I have a 3 node cluster running on m5a.8xlarge instances on AWS (32 cores, 128 GB). There is about 1.35 billion documents loaded into Couchbase on a single bucket.
I run into a few issues with loading the data (Couchbase kept using too much memory with the 90% of memory). I’m currently running with 82 GB memory quota for the bucket.
I’m using Couchbase community 7.0 beta to try things out.
I defined a couple of indexes on the data:
- Primary index (
CREATE PRIMARY INDEX ON BucketName
) - Secondary index (
CREATE INDEX
users_by_email_and_nameON BucketName (
email,
username) as u WHERE u.
$meta.
$type= 'Users'
)
It has been taking forever for them to index.
It seems that it is indexing at a rate of < 4K / sec at max, and usually at half that.
The nodes aren’t really busy, max CPU usage is around 12%.

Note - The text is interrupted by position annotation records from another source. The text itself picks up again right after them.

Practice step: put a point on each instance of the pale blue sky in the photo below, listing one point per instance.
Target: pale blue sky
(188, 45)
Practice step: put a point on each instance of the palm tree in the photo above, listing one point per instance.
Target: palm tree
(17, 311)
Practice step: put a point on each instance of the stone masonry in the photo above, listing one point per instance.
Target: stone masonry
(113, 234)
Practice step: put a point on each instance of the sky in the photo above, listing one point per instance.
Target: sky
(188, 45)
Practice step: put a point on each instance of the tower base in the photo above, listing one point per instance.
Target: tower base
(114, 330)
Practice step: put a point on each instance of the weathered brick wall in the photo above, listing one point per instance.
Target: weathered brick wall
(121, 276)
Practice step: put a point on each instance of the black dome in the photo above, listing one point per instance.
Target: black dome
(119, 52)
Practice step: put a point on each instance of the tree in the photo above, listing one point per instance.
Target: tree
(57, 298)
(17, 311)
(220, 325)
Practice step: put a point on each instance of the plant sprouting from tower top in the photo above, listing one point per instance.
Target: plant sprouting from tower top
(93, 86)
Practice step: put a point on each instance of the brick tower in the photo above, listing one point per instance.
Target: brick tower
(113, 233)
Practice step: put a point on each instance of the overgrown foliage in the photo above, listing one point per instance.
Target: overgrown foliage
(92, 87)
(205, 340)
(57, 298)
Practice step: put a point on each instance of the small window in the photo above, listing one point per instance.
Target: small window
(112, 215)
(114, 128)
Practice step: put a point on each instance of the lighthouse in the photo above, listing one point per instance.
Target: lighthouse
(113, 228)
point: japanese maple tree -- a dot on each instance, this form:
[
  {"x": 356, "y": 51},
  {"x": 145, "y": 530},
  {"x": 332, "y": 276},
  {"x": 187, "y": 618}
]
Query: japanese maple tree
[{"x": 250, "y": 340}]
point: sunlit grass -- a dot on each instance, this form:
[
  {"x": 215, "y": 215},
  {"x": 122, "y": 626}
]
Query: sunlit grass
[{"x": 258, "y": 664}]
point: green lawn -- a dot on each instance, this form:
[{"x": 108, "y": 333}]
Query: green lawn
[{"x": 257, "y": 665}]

I tried giving the indexing process more memory (gave it 20GB), but it didn’t seem to help any here.
I tried creating the indexes while I was inserting the data, but due to the memory usage I had node failures. After I sorted this out the index was stuck on the warmup
state for over 6 hours and I dropped and re-created it.
Is there something that I’m missing with how to make it go faster?
Is this behavior expected? Am I doing something wrong?